Not once did it dawn on Sherman McCoy that what the boy had seen was a thirty-eight-year-old white man, soaking wet, dressed in some sort of military-looking raincoat full of straps and buckles, holding a violently lurching animal in his arms, staring, bug-eyed, and talking to himself.
Sherman stood by the telephone, breathing rapidly, almost panting. What was he to do now? He felt so defeated, he might as well go back home. But if he went back immediately, it would be pretty obvious, wouldn’t it? He hadn’t gone out to walk the dog but to make a telephone call. Besides, whatever Judy was going to say, he wasn’t ready for it. He needed to think. He needed advice.
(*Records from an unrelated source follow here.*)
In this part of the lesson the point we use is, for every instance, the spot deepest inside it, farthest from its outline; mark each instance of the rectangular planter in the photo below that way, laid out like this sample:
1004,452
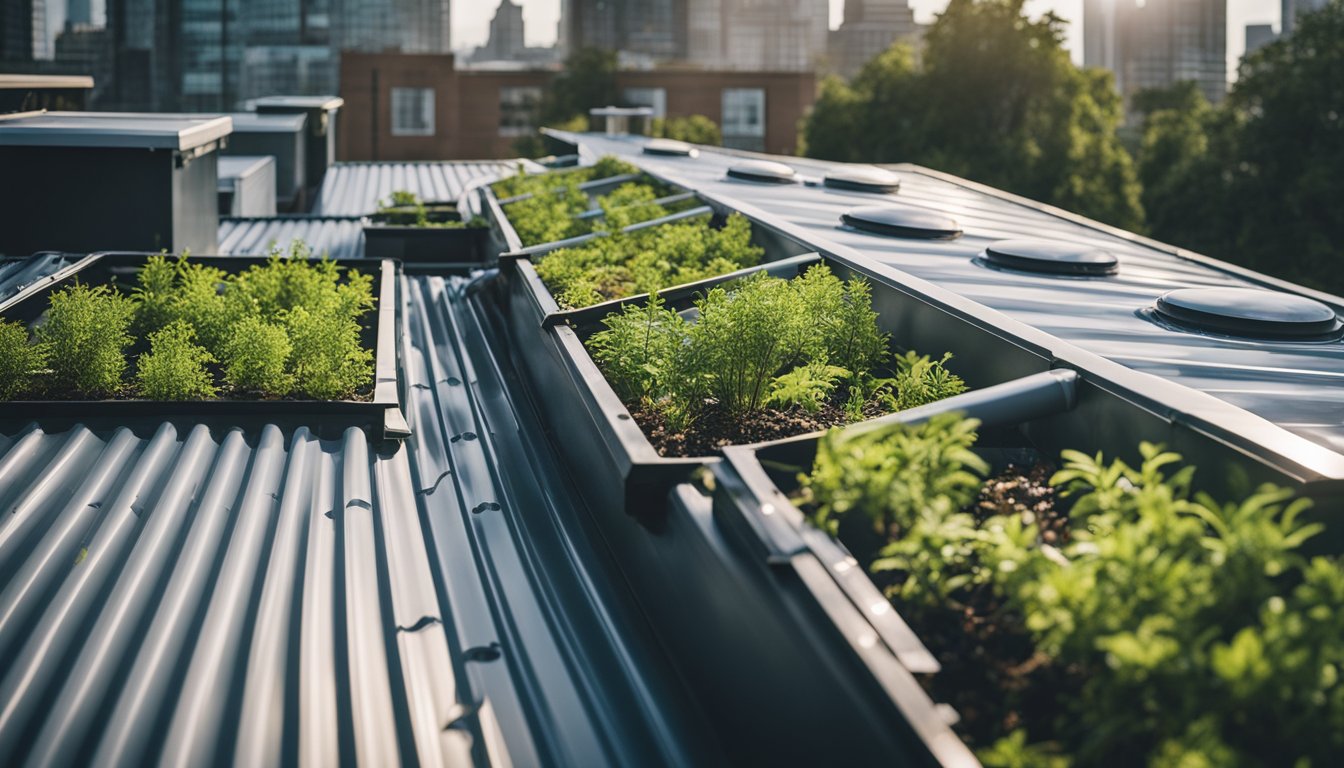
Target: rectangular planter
612,459
382,414
463,248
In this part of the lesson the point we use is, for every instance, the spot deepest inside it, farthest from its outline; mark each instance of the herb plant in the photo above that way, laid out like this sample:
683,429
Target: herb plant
20,361
86,334
751,365
175,366
1159,627
626,264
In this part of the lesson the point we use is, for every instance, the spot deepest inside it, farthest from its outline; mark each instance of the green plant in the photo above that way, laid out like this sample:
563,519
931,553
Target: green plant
175,366
628,264
807,386
20,361
86,332
921,379
328,359
257,358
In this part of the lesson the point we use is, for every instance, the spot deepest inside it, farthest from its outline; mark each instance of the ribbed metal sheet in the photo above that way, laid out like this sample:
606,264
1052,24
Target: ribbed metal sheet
1298,386
355,188
338,237
191,595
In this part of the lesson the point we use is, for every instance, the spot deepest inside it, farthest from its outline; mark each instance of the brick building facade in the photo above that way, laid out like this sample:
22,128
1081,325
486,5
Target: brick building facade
403,106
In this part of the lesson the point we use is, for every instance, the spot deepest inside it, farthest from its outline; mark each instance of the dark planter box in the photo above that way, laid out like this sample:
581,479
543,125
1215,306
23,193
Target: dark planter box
441,246
613,462
382,414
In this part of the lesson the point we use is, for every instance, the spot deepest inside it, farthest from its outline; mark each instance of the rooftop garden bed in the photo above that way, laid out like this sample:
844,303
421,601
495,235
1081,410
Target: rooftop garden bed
1089,611
133,328
757,359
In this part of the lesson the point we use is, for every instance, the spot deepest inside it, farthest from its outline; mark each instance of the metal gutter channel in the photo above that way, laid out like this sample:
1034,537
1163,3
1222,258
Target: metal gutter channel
187,595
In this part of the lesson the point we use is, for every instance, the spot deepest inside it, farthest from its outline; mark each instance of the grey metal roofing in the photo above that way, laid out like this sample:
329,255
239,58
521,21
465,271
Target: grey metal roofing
342,237
301,101
113,129
203,595
269,123
1294,385
355,188
234,166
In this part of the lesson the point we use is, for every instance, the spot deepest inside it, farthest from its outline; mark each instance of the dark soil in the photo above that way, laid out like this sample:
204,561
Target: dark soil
991,671
717,428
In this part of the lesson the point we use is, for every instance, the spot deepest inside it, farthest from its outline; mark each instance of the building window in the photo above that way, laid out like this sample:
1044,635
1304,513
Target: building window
519,109
413,112
743,119
655,98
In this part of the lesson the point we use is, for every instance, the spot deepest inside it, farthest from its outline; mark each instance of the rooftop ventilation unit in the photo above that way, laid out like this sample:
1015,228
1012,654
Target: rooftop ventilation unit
764,171
863,180
671,148
84,182
1051,257
321,129
902,221
284,137
1249,312
246,186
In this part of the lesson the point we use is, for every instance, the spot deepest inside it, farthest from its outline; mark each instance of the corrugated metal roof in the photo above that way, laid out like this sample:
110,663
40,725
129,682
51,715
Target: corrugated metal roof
192,595
339,237
355,188
1296,385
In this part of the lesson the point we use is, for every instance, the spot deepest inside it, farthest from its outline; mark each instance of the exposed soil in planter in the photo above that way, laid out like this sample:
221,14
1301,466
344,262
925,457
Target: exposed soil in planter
991,673
717,428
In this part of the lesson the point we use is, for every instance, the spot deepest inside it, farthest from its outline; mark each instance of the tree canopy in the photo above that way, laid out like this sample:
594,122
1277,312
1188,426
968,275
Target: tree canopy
1257,179
993,98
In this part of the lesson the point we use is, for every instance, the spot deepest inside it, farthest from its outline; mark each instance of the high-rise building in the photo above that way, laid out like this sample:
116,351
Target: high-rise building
870,27
1294,8
765,35
653,28
1159,43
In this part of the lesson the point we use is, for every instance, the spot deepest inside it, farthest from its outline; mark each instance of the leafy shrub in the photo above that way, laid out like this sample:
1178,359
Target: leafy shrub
20,361
257,358
86,332
1165,628
175,366
628,264
328,359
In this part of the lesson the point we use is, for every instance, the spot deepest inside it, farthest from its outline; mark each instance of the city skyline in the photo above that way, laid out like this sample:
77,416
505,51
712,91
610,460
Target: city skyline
471,20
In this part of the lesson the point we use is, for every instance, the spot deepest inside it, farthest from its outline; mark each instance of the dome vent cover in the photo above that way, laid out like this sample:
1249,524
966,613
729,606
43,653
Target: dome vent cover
1250,312
1051,257
766,171
902,221
669,148
863,179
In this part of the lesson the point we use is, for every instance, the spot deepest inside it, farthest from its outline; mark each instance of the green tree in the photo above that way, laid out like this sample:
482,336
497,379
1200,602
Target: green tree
996,100
696,129
1255,180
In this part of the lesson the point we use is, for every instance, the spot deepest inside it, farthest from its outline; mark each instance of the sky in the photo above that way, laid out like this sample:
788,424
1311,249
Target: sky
472,19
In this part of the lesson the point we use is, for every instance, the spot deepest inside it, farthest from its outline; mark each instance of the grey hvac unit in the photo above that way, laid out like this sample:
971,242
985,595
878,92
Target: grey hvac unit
247,186
321,128
84,182
284,137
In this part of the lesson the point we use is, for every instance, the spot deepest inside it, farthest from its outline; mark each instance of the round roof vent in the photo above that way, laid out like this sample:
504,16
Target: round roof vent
671,148
765,171
863,179
1251,312
1051,257
901,221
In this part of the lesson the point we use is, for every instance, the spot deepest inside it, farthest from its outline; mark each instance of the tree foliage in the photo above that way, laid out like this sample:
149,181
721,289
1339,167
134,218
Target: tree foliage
1257,180
995,98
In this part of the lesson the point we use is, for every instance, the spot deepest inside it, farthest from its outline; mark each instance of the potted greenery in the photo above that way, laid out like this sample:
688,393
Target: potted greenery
285,334
409,229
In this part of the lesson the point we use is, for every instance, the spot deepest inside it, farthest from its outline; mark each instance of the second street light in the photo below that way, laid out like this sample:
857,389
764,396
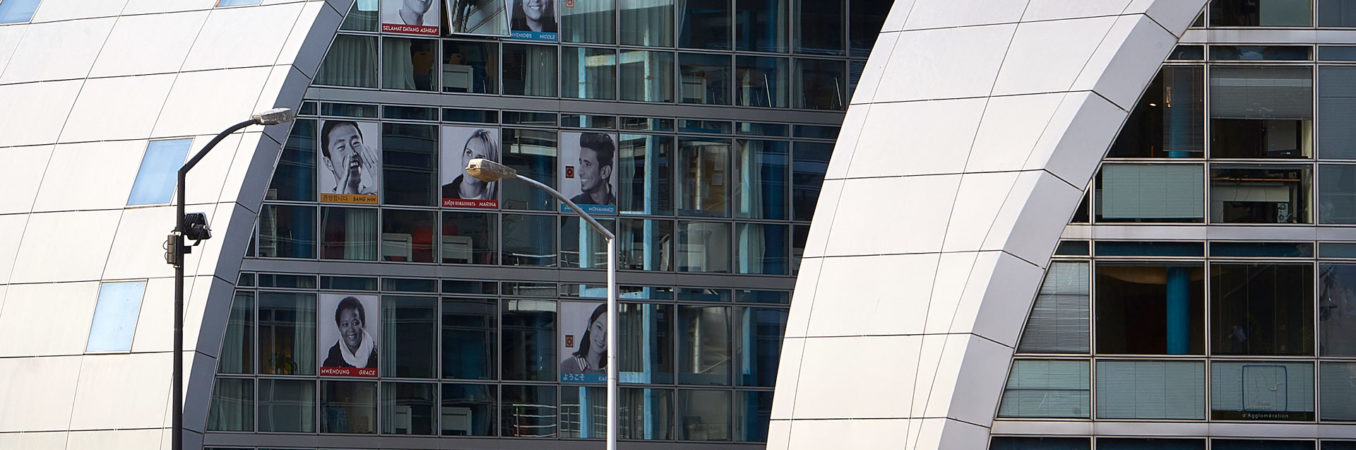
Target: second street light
491,171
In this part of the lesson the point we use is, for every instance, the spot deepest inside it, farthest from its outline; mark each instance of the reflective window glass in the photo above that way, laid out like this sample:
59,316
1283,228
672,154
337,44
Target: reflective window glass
159,172
529,69
1261,309
1261,391
115,316
350,63
587,72
469,410
1047,389
469,67
408,64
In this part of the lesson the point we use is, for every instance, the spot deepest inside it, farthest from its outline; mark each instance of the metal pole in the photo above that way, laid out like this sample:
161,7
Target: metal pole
179,251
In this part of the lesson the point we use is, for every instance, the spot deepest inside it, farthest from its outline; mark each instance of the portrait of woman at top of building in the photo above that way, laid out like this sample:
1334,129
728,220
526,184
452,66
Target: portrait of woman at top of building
351,164
354,347
534,15
479,145
591,354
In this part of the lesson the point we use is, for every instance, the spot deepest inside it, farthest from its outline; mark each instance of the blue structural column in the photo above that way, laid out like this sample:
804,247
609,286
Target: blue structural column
1179,311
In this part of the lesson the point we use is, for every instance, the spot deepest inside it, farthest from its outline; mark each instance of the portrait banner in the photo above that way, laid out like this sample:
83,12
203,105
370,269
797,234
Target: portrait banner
587,171
410,16
583,342
460,145
349,168
349,332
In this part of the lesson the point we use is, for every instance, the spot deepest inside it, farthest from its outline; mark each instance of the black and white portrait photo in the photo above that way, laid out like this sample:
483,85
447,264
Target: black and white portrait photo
350,161
477,16
583,342
587,171
460,145
410,16
532,19
349,327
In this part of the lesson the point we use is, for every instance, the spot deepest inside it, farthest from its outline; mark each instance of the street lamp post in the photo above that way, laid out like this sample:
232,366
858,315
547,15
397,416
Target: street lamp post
491,171
194,227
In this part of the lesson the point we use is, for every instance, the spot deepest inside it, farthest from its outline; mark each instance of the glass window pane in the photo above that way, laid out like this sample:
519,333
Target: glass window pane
1261,111
587,22
408,64
647,22
529,336
469,338
237,346
1143,193
529,240
1260,194
18,11
410,332
349,233
1337,309
762,170
407,236
1150,389
1150,309
407,407
469,237
469,67
533,155
1047,389
758,346
704,25
703,176
703,247
529,69
1169,118
583,412
587,72
762,82
347,407
819,84
286,334
469,410
1261,391
1336,194
232,405
646,244
1260,14
647,76
1261,309
294,176
703,344
762,25
350,63
581,246
528,411
286,231
704,79
286,405
1058,321
704,415
410,164
646,414
159,172
115,316
819,27
762,248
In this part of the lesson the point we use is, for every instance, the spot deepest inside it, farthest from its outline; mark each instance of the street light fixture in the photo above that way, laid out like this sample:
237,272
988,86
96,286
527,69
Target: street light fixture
491,171
194,227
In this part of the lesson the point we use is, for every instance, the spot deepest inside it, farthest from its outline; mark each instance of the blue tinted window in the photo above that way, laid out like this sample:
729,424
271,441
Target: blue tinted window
157,172
16,11
115,316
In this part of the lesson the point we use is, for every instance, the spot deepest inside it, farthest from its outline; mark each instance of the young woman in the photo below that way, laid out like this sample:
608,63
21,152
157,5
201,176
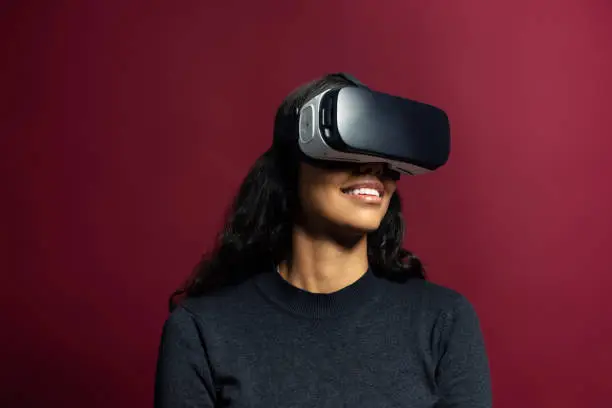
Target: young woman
309,300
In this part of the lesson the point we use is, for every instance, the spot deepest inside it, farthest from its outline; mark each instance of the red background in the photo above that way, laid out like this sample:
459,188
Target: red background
127,126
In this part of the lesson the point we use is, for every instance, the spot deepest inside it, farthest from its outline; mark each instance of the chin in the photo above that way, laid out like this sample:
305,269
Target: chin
362,227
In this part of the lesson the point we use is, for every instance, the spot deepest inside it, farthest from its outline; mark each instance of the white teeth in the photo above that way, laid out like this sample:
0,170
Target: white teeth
364,191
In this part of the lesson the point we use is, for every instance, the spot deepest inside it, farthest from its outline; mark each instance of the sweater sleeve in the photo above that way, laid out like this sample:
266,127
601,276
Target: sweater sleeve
183,377
463,371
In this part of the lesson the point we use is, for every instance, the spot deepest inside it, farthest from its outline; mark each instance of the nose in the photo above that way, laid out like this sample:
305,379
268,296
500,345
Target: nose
375,169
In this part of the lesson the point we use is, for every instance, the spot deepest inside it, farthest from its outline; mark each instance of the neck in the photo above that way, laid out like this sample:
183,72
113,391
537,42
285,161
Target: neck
324,265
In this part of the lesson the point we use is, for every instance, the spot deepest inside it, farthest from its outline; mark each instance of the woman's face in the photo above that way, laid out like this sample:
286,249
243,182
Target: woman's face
353,198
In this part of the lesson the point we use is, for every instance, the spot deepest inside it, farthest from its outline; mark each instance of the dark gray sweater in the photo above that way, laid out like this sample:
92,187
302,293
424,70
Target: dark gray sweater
374,344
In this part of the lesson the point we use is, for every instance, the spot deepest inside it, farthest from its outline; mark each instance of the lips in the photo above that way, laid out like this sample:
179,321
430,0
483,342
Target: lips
374,189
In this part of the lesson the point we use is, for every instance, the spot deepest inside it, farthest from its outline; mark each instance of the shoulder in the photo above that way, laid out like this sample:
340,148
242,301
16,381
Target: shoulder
220,307
431,298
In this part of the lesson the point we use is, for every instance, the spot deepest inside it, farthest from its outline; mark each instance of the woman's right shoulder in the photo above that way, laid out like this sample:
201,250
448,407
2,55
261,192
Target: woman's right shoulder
219,305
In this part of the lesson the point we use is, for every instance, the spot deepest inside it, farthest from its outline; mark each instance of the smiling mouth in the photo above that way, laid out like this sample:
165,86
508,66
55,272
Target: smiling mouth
370,191
363,191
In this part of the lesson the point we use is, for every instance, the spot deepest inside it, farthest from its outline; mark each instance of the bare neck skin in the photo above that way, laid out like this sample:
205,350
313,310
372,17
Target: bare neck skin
322,265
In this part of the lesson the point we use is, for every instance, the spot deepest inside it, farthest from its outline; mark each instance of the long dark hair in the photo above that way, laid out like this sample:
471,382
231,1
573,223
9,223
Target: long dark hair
258,231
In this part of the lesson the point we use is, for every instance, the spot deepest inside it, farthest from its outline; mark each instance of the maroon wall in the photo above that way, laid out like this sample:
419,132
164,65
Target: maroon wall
126,127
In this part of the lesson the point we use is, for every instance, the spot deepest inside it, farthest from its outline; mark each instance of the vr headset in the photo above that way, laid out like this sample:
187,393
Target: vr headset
354,124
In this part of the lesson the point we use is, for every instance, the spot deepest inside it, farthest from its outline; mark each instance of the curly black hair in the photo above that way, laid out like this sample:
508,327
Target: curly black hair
259,225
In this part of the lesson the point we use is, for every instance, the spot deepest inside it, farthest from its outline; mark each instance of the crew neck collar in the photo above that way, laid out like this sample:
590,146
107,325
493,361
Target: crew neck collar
318,305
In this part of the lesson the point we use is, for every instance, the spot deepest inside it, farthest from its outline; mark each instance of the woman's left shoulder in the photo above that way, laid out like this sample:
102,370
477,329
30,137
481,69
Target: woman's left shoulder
436,297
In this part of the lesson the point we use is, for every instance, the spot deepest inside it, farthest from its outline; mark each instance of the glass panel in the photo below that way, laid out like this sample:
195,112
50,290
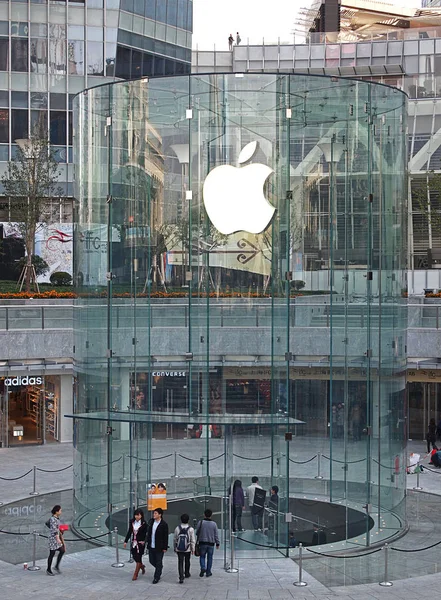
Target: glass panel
225,331
19,55
95,65
19,124
38,55
75,52
4,126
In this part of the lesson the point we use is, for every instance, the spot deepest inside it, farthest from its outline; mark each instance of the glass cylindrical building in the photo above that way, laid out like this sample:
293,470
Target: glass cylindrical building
240,256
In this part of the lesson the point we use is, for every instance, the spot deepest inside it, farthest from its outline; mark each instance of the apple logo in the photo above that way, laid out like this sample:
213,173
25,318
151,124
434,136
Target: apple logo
234,198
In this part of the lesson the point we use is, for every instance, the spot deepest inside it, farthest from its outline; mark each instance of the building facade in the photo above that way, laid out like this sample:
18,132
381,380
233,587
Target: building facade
50,51
196,346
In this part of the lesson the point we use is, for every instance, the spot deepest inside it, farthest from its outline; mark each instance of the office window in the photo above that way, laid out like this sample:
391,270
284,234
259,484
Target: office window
136,70
4,54
95,34
172,12
19,99
110,59
95,61
4,126
75,32
150,9
20,29
161,11
39,121
19,55
19,124
75,57
182,14
57,56
123,57
58,127
38,55
38,100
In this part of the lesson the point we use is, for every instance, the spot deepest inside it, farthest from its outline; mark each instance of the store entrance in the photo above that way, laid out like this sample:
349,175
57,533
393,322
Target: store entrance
30,410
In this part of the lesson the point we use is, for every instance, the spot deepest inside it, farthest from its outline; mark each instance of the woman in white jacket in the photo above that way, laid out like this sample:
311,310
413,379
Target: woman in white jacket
184,542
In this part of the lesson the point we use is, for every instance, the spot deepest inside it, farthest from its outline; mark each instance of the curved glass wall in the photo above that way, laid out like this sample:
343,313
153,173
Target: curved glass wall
240,253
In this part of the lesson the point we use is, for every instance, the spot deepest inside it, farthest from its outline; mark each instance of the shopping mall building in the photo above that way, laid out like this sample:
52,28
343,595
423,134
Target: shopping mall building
241,262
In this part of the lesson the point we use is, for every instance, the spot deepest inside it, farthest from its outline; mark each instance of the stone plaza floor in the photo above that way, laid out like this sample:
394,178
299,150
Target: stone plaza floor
88,574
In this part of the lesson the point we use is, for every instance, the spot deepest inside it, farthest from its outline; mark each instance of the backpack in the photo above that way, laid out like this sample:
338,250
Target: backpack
183,544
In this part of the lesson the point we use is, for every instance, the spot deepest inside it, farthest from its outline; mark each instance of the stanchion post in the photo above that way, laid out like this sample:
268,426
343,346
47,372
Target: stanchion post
34,567
418,487
175,470
231,568
386,582
124,478
300,582
117,564
34,487
319,466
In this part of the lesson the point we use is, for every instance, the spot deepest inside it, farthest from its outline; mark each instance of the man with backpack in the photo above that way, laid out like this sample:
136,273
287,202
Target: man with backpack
184,542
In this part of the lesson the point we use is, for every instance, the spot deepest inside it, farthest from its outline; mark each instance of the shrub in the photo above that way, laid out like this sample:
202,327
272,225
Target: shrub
60,278
297,284
41,267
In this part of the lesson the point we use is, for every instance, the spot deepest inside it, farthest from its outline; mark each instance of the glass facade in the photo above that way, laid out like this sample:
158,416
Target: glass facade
204,203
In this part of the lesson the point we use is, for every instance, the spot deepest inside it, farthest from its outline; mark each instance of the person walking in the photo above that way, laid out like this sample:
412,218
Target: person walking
208,537
255,515
184,543
431,435
157,542
238,499
55,541
137,531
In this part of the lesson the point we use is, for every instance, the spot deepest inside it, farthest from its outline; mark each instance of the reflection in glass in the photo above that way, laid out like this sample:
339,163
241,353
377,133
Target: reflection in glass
4,126
19,124
57,56
4,53
75,56
19,55
57,127
39,121
95,63
38,55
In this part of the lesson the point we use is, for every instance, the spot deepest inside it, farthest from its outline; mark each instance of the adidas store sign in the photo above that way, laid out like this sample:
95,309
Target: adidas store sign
16,381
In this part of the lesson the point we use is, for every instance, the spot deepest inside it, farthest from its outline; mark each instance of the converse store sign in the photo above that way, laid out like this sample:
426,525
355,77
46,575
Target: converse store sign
18,381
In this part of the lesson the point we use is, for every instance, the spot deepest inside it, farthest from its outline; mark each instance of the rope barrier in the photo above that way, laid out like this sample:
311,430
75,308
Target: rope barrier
190,459
216,457
417,549
303,462
247,458
344,462
161,457
16,478
383,466
431,470
54,470
350,556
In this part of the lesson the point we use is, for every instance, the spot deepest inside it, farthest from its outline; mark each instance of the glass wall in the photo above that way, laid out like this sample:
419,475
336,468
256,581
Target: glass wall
205,203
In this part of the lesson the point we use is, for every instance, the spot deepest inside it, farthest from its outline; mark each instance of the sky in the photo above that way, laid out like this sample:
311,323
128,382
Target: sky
214,20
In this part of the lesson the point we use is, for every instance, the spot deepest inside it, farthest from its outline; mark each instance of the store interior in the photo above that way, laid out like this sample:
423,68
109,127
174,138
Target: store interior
32,412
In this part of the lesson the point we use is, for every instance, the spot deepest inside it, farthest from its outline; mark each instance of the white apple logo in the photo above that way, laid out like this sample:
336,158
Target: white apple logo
234,198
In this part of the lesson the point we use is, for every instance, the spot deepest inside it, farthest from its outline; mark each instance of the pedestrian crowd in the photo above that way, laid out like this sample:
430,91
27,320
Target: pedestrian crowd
231,41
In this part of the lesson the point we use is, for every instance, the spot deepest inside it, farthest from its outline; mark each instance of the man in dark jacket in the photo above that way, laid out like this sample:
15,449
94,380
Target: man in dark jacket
157,542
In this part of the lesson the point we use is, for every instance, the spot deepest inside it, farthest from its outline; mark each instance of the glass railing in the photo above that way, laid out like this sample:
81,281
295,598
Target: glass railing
176,314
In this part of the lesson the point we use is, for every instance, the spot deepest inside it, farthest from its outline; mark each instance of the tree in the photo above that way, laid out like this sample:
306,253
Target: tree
30,181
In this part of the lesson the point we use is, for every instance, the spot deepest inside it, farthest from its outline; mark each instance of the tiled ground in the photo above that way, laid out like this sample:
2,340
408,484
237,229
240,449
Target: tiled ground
89,576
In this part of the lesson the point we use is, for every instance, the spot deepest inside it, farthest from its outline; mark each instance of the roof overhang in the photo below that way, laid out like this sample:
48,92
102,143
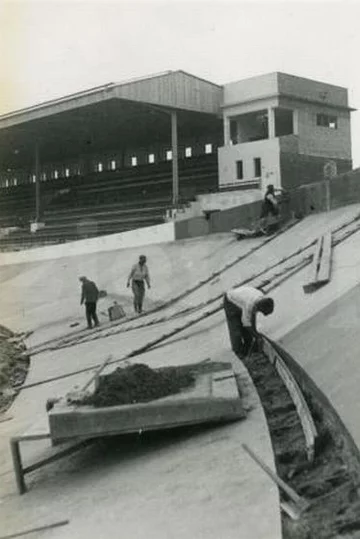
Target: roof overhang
132,115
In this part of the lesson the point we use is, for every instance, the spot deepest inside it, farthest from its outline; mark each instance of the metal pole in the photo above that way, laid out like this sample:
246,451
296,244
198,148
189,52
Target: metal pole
37,181
175,159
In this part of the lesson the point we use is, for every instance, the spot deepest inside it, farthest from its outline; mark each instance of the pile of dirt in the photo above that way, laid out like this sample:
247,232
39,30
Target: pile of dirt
330,483
139,383
13,367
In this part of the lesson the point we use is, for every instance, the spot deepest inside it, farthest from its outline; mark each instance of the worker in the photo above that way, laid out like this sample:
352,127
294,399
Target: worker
89,295
270,206
241,306
139,274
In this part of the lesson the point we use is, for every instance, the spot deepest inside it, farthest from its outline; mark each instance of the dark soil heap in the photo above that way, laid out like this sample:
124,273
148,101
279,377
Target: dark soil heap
13,367
139,383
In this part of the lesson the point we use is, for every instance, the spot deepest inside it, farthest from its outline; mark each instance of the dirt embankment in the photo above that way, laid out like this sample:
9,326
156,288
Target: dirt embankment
13,366
331,482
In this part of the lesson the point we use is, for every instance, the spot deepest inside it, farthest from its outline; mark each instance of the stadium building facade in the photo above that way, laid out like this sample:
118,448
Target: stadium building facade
116,157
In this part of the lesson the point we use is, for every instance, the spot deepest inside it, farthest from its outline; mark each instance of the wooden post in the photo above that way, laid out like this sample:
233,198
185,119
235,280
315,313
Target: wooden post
18,469
327,190
37,181
175,159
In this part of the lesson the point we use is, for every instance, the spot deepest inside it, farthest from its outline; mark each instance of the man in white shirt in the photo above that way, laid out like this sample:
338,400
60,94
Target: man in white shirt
139,274
241,306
He needed to get this intractable beast out of the rain.
So he dug out another quarter and summoned up Maria’s number into his brain. He concentrated on it. He nailed it down. Then he dialed it with a plodding deliberation, as if he were using this particular invention, the telephone, for the first time.
“Hello?”
“Maria?”
“Yes?”
Taking no chances: “It’s me.”
“Sherman?” It came out Shuhhh-mun. Sherman was reassured. That was Maria, all right. She had the variety of Southern accent in which half the vowels are pronounced like u’s and the other half like short i’s. Birds were buds, pens were pins, bombs were bums, and envelopes were invilups.
“Listen,” he said, “I’ll be right over. I’m at a telephone booth. I’m only a couple of blocks away.”
There was a pause, which he took to mean she was irritated. Finally: “Where on earth have you been?” Where un uth have you bin?